Estamos ensinando e aprendendo de uma forma diferente e este processo não envolve apenas o ensino formal, mas a diversas práticas educativas que se tornaram acessíveis a um número cada vez maior de indivíduos por meio das redes informacionais. São incontáveis os recursos formativos que passaram a ser disponibilizados na rede mundial de computadores. O isolamento físico não determinou um imobilismo, pelo contrário, mesmo que fisicamente distantes, passamos a integrar de forma mais efetiva um movimento global de produção de saberes e são incontáveis os produtos formativos que se tornaram acessíveis a um número cada vez maior de indivíduos.

Mesmo que ainda pareça uma utopia, acreditamos que as soluções pensadas para este momento têm contribuído, mesmo que de forma incipiente, para humanizarmos o sistema de ensino. Ampliamos nossa preocupação com os outros, entendemos que as necessidades pessoais dos alunos e dos professores precisam ser acolhidas, compreendidas e que estas condições são determinantes para a correção de rumos e construção de ambientes de aprendizagens.

Da mesma forma, em muitos debates a defesa pela construção de um sistema de ensino aberto e flexível tem sido colocado como uma premissa. De um dia para o outro, percebemos que os jovens são capazes de planejar suas rotinas de aprendizagem, de definir seus horários e de que forma os conhecimentos serão acessados. Alguns estudantes preferem aulas assíncronas, outros entendem que o melhor são encontros síncronos, existem também aqueles que preferem atividades individuais e tantos outros que entendem que as atividades cooperativas são as mais efetivas.

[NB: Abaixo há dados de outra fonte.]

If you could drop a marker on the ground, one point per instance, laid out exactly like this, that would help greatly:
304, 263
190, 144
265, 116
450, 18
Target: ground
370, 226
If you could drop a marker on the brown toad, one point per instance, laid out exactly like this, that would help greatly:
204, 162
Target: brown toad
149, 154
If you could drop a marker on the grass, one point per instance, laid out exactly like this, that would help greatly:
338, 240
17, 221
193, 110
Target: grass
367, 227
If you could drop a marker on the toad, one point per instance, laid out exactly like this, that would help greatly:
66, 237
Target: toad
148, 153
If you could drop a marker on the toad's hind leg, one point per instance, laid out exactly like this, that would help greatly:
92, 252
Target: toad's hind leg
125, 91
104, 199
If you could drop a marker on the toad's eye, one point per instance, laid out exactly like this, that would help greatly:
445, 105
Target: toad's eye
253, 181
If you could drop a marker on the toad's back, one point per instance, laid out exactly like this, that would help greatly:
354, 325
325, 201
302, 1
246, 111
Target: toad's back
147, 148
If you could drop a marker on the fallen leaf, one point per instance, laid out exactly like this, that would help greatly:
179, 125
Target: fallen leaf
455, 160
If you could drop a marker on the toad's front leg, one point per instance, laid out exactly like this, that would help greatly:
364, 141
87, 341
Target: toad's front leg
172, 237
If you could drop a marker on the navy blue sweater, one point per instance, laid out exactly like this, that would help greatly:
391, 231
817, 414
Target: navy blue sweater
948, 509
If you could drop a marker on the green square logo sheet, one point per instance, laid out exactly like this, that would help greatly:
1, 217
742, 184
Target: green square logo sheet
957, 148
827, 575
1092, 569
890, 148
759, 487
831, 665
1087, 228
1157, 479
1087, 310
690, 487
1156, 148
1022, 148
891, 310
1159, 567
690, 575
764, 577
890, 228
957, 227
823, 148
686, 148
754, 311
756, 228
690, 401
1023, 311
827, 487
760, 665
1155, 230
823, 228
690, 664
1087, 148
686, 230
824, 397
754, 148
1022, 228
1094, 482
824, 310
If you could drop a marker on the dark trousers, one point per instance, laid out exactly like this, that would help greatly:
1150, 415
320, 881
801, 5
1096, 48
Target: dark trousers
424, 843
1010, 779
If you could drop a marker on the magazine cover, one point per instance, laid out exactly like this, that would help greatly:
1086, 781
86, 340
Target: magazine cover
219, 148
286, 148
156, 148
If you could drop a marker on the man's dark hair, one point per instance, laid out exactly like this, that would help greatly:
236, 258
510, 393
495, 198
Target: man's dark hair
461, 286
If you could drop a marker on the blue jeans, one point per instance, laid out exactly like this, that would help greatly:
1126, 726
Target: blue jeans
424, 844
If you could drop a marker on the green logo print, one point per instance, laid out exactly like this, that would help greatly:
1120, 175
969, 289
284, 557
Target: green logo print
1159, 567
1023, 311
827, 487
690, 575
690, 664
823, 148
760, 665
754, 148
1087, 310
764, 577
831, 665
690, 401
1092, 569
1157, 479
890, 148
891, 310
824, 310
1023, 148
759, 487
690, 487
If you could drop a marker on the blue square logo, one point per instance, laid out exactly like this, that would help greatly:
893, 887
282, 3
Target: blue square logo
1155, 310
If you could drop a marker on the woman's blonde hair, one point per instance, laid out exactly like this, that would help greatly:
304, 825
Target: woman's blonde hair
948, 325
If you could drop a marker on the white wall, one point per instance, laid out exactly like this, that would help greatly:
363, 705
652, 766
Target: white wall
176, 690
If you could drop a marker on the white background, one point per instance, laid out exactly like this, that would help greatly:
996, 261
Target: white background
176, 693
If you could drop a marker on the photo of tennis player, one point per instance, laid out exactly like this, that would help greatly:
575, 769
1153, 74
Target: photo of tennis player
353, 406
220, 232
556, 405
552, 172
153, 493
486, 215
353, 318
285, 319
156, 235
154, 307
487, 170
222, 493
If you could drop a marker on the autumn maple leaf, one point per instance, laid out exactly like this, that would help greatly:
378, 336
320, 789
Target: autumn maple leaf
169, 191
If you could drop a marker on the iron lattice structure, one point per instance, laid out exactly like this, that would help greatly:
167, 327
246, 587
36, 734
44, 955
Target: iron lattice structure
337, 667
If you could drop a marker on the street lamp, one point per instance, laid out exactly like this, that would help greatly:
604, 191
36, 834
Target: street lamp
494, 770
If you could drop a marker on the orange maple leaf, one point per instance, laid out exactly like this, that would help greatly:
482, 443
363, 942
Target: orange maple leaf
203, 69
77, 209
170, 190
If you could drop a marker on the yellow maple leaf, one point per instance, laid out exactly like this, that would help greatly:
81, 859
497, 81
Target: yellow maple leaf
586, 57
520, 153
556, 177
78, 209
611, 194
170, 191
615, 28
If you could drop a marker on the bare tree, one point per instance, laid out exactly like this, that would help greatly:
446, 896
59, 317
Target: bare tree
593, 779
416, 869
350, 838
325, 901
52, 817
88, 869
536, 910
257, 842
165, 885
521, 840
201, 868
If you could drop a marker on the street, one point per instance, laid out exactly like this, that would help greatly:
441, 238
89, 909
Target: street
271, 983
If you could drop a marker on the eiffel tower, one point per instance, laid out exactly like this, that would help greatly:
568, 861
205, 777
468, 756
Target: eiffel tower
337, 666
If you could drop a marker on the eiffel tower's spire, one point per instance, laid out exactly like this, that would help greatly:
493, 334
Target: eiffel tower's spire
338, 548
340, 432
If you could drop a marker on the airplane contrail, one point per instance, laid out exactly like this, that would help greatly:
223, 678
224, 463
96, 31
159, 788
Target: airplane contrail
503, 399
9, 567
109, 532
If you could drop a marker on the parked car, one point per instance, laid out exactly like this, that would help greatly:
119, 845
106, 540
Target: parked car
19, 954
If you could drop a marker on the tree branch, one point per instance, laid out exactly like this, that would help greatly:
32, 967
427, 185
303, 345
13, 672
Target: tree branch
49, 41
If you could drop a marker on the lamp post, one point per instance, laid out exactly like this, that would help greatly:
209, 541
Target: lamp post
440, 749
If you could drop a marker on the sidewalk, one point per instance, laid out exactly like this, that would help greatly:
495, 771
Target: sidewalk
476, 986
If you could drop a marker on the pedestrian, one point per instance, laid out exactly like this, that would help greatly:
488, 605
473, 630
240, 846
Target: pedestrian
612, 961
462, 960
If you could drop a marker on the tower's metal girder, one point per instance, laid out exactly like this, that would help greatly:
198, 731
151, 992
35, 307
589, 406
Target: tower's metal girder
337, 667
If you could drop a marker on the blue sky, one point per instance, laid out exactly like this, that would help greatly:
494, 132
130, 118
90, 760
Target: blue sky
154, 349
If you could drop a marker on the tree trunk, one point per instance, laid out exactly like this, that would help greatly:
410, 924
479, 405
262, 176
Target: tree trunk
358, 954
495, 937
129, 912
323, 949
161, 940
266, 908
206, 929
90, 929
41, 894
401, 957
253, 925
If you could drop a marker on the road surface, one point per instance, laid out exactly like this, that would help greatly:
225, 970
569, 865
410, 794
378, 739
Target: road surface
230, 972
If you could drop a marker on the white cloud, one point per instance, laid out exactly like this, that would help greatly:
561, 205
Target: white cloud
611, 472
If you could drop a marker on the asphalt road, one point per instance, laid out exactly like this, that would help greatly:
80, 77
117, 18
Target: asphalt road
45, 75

Por último, mas não menos importante, percebemos que as escolas ainda apresentam uma importância fundamental em nossos dias. A escola ainda corresponde a um espaço essencial para a formação humana. Muitos indivíduos possuem questões que devem ser levadas em consideração nos processos formativos.

Alguns não possuem os recursos tecnológicos, mas também existem aqueles que não tem acesso a um lugar tranquilo para estudar ou que não contam com o auxílio de uma pessoa nos momentos de dúvidas e angustias. As escolas, mesmo que por algumas horas, garantem que essas questões, assim como outras, sejam superadas e que crianças e jovens possam destinar parte de seu tempo para os processos de aprendizagem.

As escolas estão sendo reinventadas e reconstruídas. A pandemia demonstrou que as escolas e, consequentemente, os professores, apresentam funções sociais imprescindíveis e que as tecnologias informacionais não serão capazes de superar a importância deles. Por este motivo, as redes informacionais precisam ser encaradas como meios de promoção de práticas de ensino e não como entraves às mesmas.

Ao superarmos esse momento, não retornaremos à realidade que existia. Acreditamos que as escolas não serão mais encaradas apenas como o local em que enviamos nossas crianças e jovens diariamente, mas como elos de uma rede, de uma cadeia de fomento cultural, de construção de autonomias e de superação de problemas sociais de maneira presencial e virtual.